Defending US Company Against Monopoly Charges in China Not Allowed

An expert working to defend a U.S. company against allegations of having violated China’s Antitrust Law has been punished.
Defending US Company Against Monopoly Charges in China Not Allowed
Zhang Xinzhu in a screenshot taken from the Chinese social media platform QQ on Aug. 12. (Epoch Times)
8/14/2014
Updated:
8/16/2014

Recently, foreign companies in China have been anxious about being attacked as monopolies by the Chinese regime, as giants like Audi and Microsoft have been charged. Now, an expert working to defend a U.S. company against allegations of having violated China’s Antitrust Law has been punished.

Chinese economist and scholar Zhang Xinzhu was fired by the Anti-Monopoly Committee Expert Advisory Group under the State Council for “violation of working discipline”, according to an official announcement on Aug. 12.

An official source with knowledge of the firing told state-run China News that Zhang was hired at a high wage by the American global semiconductor company, Qualcomm Incorporated, to provide economic evidence for not being a monopoly in China. His hiring was said to severely violate the discipline of the advisory group.

Responding to his dismissal, Zhang saw it as an unfair action taken only because he was defending a foreign company, according to the Shanghai-based Free Trade Zone Post.

“It’s just as though I defended someone facing a death sentence. Every case has its plaintiffs and defendants. You must give them the right to speak up,” Zhang said.

Zhang Xinzhu indicated that the advisory group leader, Zhang Qiong, required him in June to write a report criticizing his actions regarding his defense of Qualcomm.

“He [Zhang Qiong] told me that I shouldn’t speak up for a foreign company, that I shouldn’t stand in the opposition to the government, but I refused [to write the report criticizing himself].”

China’s National Development and Reform Commission (NDRC) launched the anti-monopoly investigation on Qualcomm last December, focusing on claims that it has been over pricing the license fee of patents.

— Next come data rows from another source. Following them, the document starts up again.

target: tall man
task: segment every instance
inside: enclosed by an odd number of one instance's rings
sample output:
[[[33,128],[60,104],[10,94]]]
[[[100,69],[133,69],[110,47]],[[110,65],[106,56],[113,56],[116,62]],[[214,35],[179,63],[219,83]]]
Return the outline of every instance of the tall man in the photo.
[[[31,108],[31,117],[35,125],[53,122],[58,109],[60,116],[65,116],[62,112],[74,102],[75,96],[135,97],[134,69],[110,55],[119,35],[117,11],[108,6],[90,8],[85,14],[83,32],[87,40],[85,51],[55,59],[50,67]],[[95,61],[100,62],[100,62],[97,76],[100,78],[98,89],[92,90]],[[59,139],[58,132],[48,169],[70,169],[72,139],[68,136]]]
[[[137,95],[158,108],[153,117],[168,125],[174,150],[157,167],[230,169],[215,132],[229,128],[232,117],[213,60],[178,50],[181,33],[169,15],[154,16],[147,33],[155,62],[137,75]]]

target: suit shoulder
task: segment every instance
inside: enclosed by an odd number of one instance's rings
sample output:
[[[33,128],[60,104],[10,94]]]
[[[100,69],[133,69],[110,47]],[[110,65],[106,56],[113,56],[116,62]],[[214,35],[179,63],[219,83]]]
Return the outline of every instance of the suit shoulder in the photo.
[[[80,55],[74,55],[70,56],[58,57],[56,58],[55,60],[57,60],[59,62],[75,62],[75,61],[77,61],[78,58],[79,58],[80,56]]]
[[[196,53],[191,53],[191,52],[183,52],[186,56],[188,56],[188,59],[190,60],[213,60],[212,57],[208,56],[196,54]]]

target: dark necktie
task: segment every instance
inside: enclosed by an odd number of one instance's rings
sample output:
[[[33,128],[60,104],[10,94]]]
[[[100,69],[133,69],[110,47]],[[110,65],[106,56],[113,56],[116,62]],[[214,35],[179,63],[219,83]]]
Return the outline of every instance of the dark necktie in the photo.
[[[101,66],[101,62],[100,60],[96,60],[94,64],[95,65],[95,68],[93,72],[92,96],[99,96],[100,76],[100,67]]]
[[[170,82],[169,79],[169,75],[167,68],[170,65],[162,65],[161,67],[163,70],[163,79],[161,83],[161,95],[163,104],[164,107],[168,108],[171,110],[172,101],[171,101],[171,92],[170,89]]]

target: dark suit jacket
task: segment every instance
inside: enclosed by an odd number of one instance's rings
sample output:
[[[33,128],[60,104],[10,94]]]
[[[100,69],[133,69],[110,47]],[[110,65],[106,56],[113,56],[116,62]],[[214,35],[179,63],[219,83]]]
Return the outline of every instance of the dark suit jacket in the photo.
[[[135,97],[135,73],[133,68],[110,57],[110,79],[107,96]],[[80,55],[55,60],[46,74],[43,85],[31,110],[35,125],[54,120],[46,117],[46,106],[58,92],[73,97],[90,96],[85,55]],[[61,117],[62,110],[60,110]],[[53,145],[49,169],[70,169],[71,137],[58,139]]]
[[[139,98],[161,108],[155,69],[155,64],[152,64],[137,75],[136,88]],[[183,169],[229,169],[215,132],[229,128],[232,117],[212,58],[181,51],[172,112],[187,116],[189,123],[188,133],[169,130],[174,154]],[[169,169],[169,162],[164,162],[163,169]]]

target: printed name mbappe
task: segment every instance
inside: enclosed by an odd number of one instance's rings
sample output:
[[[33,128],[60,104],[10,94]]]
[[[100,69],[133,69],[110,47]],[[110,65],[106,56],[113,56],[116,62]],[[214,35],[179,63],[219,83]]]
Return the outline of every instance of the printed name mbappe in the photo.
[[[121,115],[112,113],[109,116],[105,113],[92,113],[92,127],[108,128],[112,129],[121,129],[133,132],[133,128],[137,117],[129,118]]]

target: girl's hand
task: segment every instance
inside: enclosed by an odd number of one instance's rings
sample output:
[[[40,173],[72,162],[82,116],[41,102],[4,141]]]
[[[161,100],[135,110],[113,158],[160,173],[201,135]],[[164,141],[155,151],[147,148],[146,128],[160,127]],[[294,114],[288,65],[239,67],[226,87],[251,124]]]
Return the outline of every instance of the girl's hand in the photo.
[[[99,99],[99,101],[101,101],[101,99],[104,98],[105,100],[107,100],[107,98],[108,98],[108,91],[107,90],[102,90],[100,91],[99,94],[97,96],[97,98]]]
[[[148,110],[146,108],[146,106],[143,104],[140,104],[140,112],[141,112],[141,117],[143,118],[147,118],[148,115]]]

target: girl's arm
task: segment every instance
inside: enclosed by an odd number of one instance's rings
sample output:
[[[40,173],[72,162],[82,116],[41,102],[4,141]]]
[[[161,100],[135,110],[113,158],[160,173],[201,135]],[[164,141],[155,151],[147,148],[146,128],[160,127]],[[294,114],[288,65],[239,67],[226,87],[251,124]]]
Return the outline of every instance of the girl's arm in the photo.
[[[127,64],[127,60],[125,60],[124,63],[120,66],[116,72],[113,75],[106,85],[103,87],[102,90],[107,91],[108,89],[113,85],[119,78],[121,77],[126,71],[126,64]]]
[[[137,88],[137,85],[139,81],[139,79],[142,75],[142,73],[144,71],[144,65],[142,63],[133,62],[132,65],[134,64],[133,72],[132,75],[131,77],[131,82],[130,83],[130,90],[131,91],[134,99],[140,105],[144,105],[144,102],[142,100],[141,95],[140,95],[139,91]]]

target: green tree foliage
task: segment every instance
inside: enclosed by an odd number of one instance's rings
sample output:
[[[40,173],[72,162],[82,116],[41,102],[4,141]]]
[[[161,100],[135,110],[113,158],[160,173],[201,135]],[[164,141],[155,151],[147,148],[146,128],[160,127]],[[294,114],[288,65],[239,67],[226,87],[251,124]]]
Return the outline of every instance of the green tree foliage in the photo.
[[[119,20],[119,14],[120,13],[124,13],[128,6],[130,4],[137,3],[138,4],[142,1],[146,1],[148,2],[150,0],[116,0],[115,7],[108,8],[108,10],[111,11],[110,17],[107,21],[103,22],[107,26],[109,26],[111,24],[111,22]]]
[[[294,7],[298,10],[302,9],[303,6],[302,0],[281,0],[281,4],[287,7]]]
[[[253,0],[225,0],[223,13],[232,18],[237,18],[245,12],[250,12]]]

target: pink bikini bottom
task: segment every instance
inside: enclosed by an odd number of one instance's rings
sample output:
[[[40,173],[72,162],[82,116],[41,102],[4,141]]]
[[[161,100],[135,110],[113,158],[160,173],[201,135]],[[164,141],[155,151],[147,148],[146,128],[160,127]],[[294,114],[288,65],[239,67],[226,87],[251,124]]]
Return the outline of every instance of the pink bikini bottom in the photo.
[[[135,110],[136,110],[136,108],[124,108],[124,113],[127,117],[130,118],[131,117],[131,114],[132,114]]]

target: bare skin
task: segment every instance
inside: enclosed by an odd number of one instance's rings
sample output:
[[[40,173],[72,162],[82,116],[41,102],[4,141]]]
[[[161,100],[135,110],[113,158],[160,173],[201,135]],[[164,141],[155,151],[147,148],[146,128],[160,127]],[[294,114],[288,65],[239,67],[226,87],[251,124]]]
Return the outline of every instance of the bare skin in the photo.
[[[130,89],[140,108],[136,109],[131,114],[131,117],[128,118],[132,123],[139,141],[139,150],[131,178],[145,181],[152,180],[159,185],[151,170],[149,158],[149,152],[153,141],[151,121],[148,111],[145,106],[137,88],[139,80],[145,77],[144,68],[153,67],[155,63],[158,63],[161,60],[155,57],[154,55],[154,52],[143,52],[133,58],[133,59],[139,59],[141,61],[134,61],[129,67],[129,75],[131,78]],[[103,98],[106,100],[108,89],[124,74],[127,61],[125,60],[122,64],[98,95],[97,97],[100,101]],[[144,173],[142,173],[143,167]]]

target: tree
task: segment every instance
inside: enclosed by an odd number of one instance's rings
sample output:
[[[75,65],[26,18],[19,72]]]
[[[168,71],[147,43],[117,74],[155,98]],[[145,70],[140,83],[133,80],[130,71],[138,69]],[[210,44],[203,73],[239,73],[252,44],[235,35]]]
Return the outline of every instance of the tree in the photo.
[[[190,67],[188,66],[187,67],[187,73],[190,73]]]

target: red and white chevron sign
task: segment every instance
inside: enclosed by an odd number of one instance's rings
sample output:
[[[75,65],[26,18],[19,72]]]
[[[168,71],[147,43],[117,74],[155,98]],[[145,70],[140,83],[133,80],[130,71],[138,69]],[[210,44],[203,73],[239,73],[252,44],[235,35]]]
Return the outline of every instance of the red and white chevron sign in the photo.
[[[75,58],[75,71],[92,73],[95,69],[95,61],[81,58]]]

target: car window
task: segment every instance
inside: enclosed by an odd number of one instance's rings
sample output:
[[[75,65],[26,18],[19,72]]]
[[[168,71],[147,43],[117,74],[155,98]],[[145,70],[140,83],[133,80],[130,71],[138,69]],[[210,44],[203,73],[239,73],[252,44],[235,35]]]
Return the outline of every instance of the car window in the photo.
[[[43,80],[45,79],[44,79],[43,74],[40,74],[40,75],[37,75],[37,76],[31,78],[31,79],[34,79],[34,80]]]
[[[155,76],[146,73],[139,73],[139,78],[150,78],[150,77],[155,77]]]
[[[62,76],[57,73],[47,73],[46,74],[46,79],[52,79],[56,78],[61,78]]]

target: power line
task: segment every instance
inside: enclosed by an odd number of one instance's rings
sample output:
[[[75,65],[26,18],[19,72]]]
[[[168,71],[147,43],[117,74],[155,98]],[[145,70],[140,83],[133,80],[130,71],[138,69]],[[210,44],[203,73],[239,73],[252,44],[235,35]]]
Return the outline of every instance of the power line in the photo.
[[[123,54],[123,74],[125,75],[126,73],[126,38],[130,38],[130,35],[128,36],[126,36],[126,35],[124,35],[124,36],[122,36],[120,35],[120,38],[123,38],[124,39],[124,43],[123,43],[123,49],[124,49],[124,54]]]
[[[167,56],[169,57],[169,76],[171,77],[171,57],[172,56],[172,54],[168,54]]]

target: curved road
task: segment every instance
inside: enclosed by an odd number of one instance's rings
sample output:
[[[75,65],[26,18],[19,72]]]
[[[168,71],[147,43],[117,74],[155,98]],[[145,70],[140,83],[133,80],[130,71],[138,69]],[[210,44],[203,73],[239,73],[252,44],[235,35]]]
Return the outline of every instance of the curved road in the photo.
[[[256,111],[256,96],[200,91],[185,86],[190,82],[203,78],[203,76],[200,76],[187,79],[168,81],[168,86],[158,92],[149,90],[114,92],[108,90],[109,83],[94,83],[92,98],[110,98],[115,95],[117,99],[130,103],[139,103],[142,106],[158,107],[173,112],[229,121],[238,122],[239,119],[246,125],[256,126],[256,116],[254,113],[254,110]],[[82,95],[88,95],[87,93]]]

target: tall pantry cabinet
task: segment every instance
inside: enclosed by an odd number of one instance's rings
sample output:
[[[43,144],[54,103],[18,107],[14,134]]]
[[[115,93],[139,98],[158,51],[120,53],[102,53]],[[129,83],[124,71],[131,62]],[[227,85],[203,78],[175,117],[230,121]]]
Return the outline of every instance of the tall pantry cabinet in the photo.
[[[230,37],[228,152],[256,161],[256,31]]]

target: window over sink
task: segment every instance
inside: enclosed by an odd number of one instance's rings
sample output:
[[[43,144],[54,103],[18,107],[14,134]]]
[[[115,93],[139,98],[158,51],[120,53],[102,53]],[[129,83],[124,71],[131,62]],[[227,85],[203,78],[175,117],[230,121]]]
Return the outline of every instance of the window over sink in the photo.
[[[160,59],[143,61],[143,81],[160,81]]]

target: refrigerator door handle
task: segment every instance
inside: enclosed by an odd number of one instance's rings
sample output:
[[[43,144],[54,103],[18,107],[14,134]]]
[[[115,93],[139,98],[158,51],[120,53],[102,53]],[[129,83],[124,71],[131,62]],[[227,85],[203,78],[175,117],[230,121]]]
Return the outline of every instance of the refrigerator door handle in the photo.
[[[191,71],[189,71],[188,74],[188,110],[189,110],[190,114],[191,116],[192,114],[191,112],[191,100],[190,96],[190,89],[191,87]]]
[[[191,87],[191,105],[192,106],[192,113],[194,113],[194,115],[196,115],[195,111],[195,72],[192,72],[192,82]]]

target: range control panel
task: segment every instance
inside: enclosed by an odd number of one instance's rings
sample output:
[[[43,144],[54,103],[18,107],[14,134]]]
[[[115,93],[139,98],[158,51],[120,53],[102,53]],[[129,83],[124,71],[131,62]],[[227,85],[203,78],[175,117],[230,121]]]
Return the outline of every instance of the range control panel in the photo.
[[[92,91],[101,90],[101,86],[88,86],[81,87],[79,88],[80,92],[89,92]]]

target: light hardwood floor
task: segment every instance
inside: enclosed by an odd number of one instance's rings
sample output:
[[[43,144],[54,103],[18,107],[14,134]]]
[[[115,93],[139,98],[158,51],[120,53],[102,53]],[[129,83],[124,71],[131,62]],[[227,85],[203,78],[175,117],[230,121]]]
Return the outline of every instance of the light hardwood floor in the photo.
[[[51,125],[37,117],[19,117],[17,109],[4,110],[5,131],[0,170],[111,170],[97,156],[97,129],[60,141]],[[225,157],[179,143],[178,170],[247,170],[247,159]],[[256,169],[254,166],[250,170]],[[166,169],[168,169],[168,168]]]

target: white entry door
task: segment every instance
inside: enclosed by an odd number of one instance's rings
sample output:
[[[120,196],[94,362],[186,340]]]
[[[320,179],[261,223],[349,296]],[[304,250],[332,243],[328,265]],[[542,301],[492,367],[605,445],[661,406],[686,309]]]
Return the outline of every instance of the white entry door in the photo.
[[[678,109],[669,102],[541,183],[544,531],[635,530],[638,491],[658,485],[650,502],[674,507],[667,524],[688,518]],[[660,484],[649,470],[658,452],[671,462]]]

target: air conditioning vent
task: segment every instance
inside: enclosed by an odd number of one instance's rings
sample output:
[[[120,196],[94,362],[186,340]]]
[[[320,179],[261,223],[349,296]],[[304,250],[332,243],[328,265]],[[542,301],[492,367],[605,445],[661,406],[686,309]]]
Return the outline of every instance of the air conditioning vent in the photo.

The NDRC announced this August that they had found evidence for monopoly actions by the company.

China has strengthened the power of an anti-monopoly campaign targeting foreign companies recently, with a number of foreign technology and automobile manufacture companies facing different levels of penalties.

Four offices of Microsoft Corporation in China were inspected in July by state departments, and Chrysler Group LLC, Audi AG, Mercedes-Benz, and Toyota have been investigated since.

The NDRC announced on Aug. 6 that it has finished the monopoly investigations for 12 Japanese automobile manufactures. A number of the foreign companies have given in by lowering the prices of cars and car components.

On Aug. 11, Audi AG admitted that it violated China’s antitrust law and may face a fine of 1.8 billion yuan ($292,236,000), which would be the highest fine leveled for violating antitrust law in China, according to the state-run Beijing Times. The charge is calculated by one to ten percent of the annual sales revenue for the past year, the report said.

Besides inspecting foreign companies in China, the Chinese regime has also banned 10 products by Apple Inc. from the state procurement list since this July, including iPad, iPad mini, MacBook Pro, and MacBook Air, the report said.